Senior research associate Yutaka Yamamoto in the Gerbi lab has successfully developed transformation methodology for Sciara. This required development of techniques for egg collection, embryo injection and selection of transformants. Yutaka has used a piggyBac vector to insert a cassette with target sites for a zinc finger nuclease, phiC31 attP, FRT, and loxP into the Sciara genome; this construct also contains selectable markers for Blasticidin resistance and ECFP driven by the highly conserved constitutive promoter containing three eyeless binding sites (3XP3) to identify positive transformants by visualizing ECFP fluorescence of the nervous system through the larval cuticle (Fig. 3). He used the Autographa carifornica nuclear polyhedrosis baculovirus enhancer-promoter (hr5-ie1) instead of the hsp70 promoter to drive piggyBac transposase; this dramatically increases its expression ~500 to 1000-fold. As a further improvement, Yutaka injected Sciara embryos with a hyperactive transposase (Wellcome Trust Sanger Institute) for more efficient integration of the piggyBac vector. In addition, he shortened the piggyBac vector to 2.7 kb, made possible in part by driving the Blasticidin resistance gene and ECFP from the same baculovirus promoter (hr5-ie1) and placement of the 2A sequence between these genes to cleave the polycistronic protein.
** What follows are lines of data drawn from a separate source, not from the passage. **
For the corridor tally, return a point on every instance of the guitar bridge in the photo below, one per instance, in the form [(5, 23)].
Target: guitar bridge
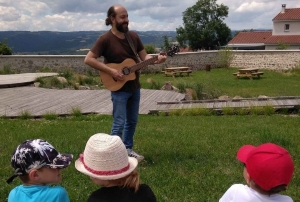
[(126, 71)]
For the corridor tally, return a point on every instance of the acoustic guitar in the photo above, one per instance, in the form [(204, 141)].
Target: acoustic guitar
[(128, 68)]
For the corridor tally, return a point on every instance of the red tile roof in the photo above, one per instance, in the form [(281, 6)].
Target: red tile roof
[(250, 37), (289, 39), (289, 14)]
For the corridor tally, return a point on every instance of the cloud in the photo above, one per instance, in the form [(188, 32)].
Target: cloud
[(78, 15)]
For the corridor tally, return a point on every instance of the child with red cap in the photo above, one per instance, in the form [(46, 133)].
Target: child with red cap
[(268, 170)]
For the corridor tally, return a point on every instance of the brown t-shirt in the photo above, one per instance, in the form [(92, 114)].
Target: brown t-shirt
[(116, 50)]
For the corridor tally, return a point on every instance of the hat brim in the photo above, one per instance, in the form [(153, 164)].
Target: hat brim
[(243, 152), (132, 165), (61, 161)]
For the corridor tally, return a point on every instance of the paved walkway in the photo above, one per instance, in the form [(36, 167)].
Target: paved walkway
[(39, 101)]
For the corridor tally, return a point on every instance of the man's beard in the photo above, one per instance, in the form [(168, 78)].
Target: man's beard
[(120, 27)]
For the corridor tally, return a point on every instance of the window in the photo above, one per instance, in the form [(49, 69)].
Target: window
[(287, 27)]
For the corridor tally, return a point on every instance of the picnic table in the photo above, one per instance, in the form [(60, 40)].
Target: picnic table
[(173, 71), (248, 72)]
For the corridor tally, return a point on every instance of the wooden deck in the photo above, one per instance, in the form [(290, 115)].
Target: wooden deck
[(39, 101), (275, 102)]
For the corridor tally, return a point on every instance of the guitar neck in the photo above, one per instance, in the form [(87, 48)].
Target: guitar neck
[(142, 64)]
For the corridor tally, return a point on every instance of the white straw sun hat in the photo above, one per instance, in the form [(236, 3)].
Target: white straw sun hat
[(105, 157)]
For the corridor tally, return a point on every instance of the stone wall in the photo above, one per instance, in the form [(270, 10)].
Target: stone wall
[(273, 60)]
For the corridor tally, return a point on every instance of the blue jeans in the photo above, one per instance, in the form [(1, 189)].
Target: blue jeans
[(125, 115)]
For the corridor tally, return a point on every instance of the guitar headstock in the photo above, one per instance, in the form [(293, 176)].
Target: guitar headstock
[(173, 50)]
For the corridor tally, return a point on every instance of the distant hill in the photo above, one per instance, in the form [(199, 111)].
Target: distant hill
[(70, 43), (60, 43)]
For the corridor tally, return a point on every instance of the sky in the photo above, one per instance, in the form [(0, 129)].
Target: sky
[(144, 15)]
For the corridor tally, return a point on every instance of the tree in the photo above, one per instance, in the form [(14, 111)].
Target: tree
[(203, 26), (150, 48), (4, 49)]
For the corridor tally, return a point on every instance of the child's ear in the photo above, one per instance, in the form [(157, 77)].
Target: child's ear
[(248, 178)]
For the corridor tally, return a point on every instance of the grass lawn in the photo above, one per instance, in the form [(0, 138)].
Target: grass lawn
[(187, 158)]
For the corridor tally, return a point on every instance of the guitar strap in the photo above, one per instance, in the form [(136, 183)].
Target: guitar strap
[(132, 46)]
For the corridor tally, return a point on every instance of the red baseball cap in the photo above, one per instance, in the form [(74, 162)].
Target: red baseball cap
[(269, 165)]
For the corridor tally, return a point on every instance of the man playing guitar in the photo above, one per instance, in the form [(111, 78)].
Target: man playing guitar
[(115, 49)]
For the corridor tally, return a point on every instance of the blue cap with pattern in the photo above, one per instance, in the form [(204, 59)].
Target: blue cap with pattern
[(35, 154)]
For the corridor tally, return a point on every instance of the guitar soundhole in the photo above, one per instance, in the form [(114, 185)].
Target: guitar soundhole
[(126, 71)]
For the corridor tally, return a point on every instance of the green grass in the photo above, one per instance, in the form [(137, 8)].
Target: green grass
[(187, 158), (221, 82)]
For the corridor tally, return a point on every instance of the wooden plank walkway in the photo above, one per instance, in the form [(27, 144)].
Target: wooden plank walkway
[(39, 101), (275, 102)]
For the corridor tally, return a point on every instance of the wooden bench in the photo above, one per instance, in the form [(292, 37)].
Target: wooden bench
[(185, 72), (249, 75), (257, 74)]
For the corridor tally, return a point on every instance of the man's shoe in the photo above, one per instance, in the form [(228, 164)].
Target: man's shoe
[(131, 153)]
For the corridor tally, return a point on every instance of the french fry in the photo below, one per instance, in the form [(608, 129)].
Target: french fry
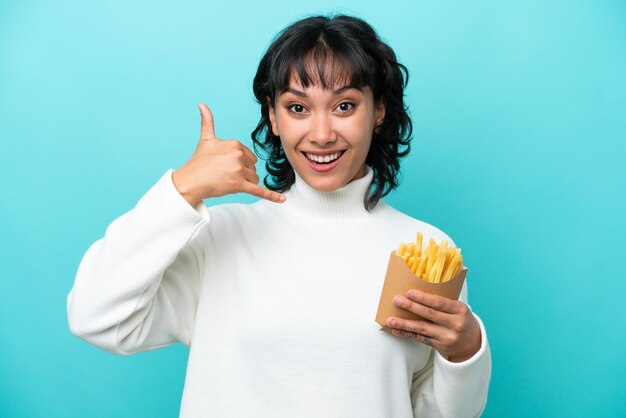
[(437, 263), (418, 244)]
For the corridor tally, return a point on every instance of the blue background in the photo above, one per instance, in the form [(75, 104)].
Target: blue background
[(519, 111)]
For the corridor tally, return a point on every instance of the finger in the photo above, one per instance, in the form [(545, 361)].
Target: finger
[(424, 328), (249, 154), (437, 302), (207, 125), (262, 192), (424, 339), (426, 312), (251, 175)]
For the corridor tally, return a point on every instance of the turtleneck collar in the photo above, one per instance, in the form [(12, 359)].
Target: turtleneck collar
[(340, 207)]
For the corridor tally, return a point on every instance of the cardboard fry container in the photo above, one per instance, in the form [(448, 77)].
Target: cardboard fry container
[(399, 279)]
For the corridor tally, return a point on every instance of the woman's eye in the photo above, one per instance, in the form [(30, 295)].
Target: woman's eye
[(296, 108), (345, 106)]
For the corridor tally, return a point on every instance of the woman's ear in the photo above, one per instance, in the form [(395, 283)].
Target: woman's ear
[(380, 111), (272, 115)]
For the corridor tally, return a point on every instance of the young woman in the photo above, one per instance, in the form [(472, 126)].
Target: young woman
[(277, 299)]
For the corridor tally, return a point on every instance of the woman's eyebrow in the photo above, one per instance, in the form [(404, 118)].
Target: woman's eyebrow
[(340, 90)]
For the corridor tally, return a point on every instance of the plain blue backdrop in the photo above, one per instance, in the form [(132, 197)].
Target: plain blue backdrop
[(518, 154)]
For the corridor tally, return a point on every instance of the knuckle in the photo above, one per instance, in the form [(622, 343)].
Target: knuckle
[(429, 314), (458, 327), (464, 310), (418, 328)]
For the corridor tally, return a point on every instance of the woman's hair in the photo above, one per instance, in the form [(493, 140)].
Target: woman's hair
[(326, 50)]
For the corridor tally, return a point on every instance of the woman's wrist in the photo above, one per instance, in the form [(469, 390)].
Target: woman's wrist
[(184, 189)]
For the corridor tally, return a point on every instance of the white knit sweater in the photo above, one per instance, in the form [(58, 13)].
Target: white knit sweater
[(276, 302)]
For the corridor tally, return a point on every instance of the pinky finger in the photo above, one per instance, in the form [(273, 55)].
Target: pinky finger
[(424, 339), (263, 193)]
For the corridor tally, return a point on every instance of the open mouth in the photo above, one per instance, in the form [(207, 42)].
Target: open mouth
[(324, 159)]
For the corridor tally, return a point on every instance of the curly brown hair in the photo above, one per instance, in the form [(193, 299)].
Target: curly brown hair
[(357, 54)]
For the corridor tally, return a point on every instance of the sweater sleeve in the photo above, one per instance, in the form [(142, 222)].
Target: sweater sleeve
[(446, 389), (137, 288)]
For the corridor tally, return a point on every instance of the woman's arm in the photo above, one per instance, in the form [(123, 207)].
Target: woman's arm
[(137, 288), (447, 389), (455, 382)]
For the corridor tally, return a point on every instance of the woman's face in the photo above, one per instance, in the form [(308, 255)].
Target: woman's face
[(326, 134)]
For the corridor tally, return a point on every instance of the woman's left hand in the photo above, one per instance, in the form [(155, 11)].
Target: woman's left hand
[(451, 328)]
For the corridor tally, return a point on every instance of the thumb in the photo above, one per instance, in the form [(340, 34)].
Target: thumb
[(207, 126)]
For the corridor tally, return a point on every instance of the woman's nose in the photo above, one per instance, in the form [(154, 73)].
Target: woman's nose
[(322, 131)]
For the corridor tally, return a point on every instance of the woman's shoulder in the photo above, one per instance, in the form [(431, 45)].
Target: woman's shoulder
[(409, 225)]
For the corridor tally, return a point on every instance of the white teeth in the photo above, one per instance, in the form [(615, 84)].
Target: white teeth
[(322, 158)]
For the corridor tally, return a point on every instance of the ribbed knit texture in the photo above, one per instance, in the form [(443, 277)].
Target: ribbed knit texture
[(276, 302)]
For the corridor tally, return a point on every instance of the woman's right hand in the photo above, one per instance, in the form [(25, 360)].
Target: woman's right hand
[(219, 167)]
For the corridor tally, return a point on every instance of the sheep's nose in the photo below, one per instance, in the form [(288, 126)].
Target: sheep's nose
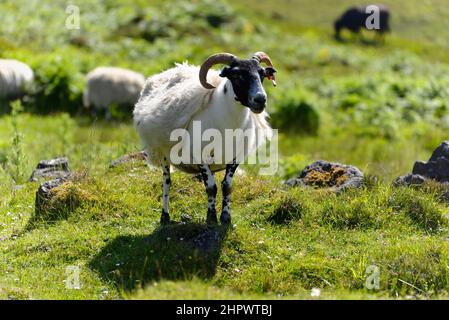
[(260, 98)]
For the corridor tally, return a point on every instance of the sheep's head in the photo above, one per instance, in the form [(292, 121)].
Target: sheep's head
[(246, 77)]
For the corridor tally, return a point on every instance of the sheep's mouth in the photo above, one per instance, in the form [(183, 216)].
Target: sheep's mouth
[(259, 108)]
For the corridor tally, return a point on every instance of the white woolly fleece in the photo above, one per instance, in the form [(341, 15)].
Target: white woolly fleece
[(175, 98)]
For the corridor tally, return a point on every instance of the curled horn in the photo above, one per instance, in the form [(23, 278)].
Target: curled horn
[(270, 70), (224, 58), (263, 57)]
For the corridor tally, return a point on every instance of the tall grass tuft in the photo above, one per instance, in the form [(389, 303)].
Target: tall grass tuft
[(16, 161)]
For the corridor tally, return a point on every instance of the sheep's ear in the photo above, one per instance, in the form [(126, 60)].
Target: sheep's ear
[(225, 72)]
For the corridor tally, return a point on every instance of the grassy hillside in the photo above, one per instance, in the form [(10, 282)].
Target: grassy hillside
[(377, 106)]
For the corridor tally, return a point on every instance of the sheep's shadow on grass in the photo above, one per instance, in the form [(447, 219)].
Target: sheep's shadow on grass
[(175, 252)]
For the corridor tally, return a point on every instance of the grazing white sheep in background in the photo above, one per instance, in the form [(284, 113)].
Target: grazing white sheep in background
[(14, 75), (183, 95), (112, 85)]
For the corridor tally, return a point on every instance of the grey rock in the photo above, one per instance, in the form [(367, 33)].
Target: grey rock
[(354, 177), (437, 168), (43, 192), (51, 169), (409, 180)]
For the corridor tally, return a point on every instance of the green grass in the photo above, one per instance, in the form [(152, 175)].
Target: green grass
[(379, 107), (283, 243)]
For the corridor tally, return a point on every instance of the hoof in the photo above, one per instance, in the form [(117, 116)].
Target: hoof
[(225, 219), (165, 219), (211, 220)]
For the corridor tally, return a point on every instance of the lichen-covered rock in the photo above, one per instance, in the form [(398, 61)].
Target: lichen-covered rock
[(43, 194), (136, 156), (59, 197), (323, 174), (51, 169)]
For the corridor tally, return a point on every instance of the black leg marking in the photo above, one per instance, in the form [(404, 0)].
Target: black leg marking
[(166, 183), (211, 190), (226, 188)]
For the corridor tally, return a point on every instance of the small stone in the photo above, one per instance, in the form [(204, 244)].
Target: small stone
[(315, 292), (185, 217), (51, 169)]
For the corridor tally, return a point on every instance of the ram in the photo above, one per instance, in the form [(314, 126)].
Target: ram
[(14, 76), (111, 85), (185, 97)]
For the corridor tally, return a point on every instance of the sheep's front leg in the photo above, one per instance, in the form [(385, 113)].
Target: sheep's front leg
[(211, 190), (166, 182), (226, 188)]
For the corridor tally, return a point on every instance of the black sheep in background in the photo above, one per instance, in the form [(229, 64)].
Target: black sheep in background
[(355, 19)]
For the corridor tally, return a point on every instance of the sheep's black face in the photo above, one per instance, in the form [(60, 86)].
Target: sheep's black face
[(246, 77)]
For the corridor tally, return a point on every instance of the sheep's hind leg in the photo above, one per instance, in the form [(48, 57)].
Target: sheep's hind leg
[(211, 190), (226, 188), (166, 182)]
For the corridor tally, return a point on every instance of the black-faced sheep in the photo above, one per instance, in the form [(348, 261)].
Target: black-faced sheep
[(186, 97), (112, 85), (354, 19), (14, 76)]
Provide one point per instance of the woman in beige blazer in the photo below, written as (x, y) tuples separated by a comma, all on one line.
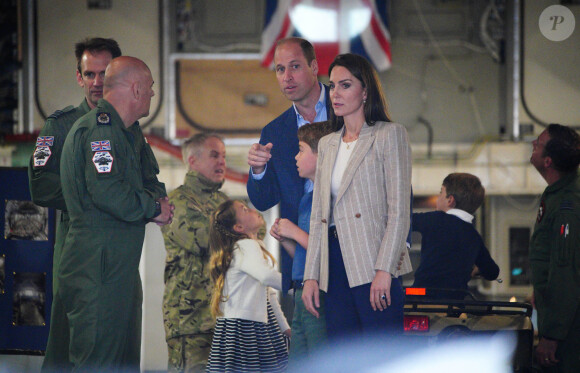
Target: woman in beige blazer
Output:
[(360, 210)]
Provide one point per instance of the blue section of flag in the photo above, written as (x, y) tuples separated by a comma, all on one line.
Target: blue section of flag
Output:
[(97, 146), (45, 141)]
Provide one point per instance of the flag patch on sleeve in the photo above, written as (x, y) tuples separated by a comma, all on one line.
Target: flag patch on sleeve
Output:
[(99, 146), (41, 155), (44, 141), (103, 162)]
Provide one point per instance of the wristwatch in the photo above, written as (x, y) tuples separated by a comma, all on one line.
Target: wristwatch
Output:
[(157, 210)]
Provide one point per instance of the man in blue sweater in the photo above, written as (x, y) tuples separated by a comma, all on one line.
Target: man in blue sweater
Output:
[(451, 249)]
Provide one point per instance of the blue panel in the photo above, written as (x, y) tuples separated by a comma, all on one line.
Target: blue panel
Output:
[(28, 269)]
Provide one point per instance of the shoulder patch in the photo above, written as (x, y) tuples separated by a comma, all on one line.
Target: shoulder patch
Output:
[(103, 119), (98, 146), (103, 162), (45, 141), (41, 156), (541, 211), (58, 113)]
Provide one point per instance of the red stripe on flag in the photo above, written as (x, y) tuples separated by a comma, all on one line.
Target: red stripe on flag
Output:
[(325, 53), (383, 42), (269, 58)]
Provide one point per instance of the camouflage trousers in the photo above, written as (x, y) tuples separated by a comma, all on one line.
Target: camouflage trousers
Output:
[(189, 353)]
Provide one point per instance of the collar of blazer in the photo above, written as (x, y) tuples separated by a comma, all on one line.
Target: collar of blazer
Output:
[(366, 139)]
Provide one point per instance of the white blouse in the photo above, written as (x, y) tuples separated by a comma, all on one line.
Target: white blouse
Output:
[(250, 282)]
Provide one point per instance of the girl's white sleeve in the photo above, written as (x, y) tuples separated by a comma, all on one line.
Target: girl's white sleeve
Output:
[(253, 263), (273, 298)]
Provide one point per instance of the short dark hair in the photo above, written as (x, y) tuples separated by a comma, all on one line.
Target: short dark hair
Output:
[(94, 45), (466, 189), (375, 107), (305, 45), (311, 133), (192, 146), (563, 147)]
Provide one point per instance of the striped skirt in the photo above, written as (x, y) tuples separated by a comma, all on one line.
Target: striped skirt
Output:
[(248, 346)]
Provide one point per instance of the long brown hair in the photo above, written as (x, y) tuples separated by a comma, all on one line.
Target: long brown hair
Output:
[(222, 243), (375, 107)]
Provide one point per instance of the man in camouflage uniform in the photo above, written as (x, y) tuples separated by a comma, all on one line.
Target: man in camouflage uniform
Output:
[(93, 56), (188, 289), (555, 250)]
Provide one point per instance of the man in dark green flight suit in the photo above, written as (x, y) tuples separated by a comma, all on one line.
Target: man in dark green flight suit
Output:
[(93, 55), (103, 184), (555, 250)]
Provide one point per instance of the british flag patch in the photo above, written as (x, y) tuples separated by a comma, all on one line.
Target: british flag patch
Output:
[(99, 146), (44, 140)]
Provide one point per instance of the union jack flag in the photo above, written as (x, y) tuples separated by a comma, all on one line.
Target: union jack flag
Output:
[(332, 26), (44, 140), (99, 146)]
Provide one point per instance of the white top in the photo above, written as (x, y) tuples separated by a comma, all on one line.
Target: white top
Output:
[(461, 214), (248, 285), (344, 152)]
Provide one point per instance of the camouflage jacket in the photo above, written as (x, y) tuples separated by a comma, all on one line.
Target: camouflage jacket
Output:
[(188, 288)]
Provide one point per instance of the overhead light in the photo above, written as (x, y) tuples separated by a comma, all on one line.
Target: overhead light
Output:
[(322, 24)]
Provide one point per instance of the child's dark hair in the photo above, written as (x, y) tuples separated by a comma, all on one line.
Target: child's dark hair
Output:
[(222, 240), (311, 133), (466, 189)]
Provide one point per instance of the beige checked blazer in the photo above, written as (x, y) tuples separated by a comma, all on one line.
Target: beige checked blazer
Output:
[(371, 210)]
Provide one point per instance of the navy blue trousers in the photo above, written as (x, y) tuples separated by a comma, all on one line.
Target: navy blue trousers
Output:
[(348, 310)]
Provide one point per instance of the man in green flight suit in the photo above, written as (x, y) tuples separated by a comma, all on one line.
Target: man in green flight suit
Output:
[(555, 250), (103, 184), (92, 55), (186, 302)]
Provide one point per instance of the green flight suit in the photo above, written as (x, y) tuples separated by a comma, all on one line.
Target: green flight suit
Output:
[(104, 175), (555, 265), (45, 190), (186, 302), (44, 170)]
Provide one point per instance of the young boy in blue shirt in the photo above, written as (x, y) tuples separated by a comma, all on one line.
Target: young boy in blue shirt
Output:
[(451, 249), (308, 332)]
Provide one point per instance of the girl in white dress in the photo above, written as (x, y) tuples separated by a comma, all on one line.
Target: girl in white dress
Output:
[(250, 325)]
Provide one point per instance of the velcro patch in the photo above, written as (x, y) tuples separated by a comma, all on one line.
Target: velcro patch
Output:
[(103, 118), (44, 141), (98, 146), (41, 155), (103, 162)]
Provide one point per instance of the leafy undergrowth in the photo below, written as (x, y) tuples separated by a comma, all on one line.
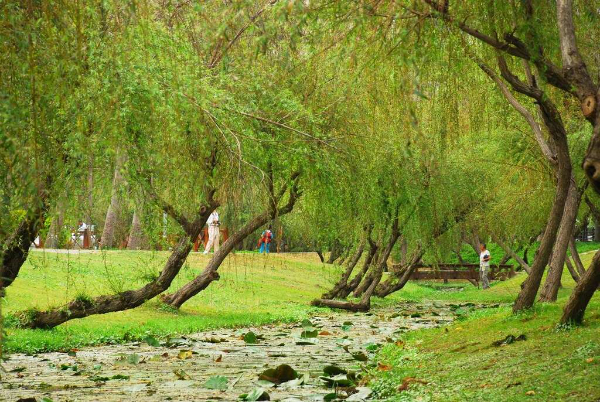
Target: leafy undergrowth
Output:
[(483, 357), (253, 290)]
In addition, Yutaka has developed methodology for whole organism genome editing at specifically targeted sites in the Sciara genome, using targeted large DNA insertion via ObLiGaRe nonhomologous end-joining (NHEJ) in vivo capture (Yamamoto et al 2015). Targeted gene insertion of large pieces of DNA is a goal of genome editing and has been done in cultured cells but only in a handful of whole organisms. The existing method to integrate foreign DNA using the homologous recombination (HR) pathway is inherently low efficiency, and many systems are refractory to this method (Orlando et al. 2010; Cristea et al. 2013; Weinthal et al. 2013). Our method utilizes the preferred pathway of NHEJ via site-specific cleavage, end-capture of cohesive ends and obligate ligation-gated recombination (Maresca et al. 2013) as a high efficiency approach to insert large pieces of DNA into specific target sites. We have demonstrated the efficacy of this method by insertion of 6.5 kb into a desired target site in the Sciara genome (Yamamoto et al. 2015). Our methodological advance is broadly applicable to a wide range of biological systems.